Dr Willy Nguma, the district veterinary officer Arua confirmed the outbreak of the disease adding that one person with a swollen arm has been admitted at Pawor health center three.
This is the third Sub County to be affected by the disease since February this year after Rhino Camp in lower Madi and Odupi Sub County in Terego, which reported the first cases in the district two weeks ago.
According to Dr Nguma, the disease has already killed 60 herds of cattle with 14 human cases in four villages of Panduku parish, Pawor Sub County alone, which he described as more serious than those earlier reported in Rhino camp and Invepi, which had two human cases.
He says most farmers in Pawor did not attribute deaths of their animals to Anthrax not until this month when they discovered swellings on the animals while skinning them.
“The disease presents with sudden death of animals after collapsing and blood oozes out of the nostrils, anus, mouth and other natural openings,” Dr Nguma said.
Dr Nguma notes that the latest case in Pawor has been reported to the Ministry of health and samples sent to government laboratory in Entebbe for further investigations.
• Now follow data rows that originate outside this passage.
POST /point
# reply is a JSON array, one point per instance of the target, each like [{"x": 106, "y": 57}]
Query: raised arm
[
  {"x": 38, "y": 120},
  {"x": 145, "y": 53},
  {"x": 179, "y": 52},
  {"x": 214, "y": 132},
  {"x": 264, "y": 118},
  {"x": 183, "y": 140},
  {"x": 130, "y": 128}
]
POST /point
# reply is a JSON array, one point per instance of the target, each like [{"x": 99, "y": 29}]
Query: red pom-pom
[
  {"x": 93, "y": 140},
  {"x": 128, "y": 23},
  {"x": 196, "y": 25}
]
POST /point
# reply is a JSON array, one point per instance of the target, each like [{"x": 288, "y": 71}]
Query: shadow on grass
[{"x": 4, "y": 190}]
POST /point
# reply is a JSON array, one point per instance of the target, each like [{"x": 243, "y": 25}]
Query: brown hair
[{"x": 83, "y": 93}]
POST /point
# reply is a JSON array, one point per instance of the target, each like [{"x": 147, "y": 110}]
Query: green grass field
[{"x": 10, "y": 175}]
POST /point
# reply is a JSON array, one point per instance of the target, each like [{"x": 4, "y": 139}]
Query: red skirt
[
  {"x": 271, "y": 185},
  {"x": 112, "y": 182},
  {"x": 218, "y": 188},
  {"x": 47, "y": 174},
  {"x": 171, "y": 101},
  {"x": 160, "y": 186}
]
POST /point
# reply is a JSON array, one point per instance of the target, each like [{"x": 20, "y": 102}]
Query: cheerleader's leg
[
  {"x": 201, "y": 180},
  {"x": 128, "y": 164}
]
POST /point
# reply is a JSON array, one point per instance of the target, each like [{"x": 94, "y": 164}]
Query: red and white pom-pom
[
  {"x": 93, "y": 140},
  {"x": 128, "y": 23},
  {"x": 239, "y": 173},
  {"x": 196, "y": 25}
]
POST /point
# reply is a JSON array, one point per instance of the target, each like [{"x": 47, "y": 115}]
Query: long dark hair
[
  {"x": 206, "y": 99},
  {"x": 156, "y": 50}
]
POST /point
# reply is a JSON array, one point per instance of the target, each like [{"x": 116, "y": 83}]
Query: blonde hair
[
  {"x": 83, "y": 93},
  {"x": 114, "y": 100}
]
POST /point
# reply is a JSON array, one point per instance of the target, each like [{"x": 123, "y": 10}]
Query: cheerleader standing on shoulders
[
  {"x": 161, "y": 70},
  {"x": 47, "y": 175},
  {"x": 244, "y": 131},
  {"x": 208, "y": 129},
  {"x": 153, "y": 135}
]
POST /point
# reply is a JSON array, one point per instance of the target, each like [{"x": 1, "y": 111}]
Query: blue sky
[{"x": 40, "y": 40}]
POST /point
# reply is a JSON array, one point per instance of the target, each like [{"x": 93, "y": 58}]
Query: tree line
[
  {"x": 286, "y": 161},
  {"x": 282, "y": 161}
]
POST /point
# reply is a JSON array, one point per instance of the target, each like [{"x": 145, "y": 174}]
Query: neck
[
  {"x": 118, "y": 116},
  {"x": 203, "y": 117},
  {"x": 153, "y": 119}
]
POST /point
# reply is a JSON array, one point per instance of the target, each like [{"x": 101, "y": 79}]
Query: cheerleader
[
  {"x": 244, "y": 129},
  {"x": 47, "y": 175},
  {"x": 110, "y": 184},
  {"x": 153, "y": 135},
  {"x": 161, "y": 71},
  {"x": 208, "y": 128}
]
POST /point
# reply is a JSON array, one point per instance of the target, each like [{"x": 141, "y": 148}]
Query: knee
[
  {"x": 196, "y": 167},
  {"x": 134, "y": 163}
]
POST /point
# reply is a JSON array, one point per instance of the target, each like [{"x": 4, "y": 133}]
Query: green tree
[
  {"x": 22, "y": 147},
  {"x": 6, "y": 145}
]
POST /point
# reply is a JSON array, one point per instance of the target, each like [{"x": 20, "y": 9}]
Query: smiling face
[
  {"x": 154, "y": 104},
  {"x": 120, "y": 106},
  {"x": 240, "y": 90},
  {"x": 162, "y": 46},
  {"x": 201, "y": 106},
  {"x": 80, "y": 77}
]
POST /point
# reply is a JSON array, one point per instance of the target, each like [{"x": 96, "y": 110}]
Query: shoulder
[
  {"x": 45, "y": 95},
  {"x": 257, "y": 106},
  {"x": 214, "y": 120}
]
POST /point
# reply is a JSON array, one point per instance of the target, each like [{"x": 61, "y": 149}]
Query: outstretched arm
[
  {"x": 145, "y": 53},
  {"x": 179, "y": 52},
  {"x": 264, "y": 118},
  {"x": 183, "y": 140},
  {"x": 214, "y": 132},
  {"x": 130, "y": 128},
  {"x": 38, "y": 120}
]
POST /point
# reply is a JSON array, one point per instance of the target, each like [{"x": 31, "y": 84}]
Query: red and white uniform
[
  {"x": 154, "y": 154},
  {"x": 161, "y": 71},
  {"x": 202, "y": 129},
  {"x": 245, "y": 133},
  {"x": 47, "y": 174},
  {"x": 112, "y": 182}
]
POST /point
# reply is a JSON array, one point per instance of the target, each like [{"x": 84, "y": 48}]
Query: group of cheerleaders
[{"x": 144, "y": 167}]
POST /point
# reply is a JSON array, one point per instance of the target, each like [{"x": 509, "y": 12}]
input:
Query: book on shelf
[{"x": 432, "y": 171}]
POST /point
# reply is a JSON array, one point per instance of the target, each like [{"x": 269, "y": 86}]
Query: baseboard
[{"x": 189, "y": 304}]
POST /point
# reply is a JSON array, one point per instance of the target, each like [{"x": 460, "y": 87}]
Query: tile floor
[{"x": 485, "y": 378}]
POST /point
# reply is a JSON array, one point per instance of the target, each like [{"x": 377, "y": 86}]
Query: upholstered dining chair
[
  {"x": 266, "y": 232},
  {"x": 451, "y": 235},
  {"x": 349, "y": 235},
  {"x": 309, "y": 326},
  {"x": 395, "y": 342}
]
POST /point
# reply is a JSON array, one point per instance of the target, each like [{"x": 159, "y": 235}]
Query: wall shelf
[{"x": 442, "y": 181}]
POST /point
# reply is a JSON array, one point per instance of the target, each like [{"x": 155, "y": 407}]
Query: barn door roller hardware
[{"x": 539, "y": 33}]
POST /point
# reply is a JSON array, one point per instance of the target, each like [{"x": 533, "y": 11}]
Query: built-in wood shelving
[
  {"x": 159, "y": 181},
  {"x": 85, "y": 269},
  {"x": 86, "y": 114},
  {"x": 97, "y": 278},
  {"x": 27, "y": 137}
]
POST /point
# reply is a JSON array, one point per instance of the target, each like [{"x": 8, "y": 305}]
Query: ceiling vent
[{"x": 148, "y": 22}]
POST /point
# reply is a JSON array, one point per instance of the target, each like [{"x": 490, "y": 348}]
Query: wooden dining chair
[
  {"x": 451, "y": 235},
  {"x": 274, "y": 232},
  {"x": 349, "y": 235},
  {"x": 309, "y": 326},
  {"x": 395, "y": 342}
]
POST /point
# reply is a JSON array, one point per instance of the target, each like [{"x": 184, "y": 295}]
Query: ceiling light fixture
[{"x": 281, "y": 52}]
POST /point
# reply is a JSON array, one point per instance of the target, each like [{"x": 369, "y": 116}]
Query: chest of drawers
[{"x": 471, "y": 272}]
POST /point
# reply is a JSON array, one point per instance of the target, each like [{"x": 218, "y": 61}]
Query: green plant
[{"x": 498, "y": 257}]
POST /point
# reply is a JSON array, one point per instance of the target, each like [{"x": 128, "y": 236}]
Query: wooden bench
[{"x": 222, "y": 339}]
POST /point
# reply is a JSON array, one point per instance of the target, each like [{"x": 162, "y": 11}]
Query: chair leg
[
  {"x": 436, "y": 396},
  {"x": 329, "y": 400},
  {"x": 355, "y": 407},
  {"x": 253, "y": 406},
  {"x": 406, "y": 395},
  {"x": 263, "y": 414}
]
The Veterinary further warns that ‘at this rate and with more rains, more cases could rise up, further intimating that neighbouring Sub Counties like Ogoko and Okollo all in Arua district stand a high risk of getting the infection in the near future if no steps are taken.
“Animal need to be vaccinated but the challenge here is that a single dose of vaccine costs shs 1,500 in Kampala and more in Arua, which many of the farmers may not afford and at the moment we are just at high risk,” Dr Nguma said.
Dr Nguma also appeals to humanitarian agencies, which he says are beneficiaries in a holistic manner to intervene since over 96-percent of diseases affecting humans now originate from animals.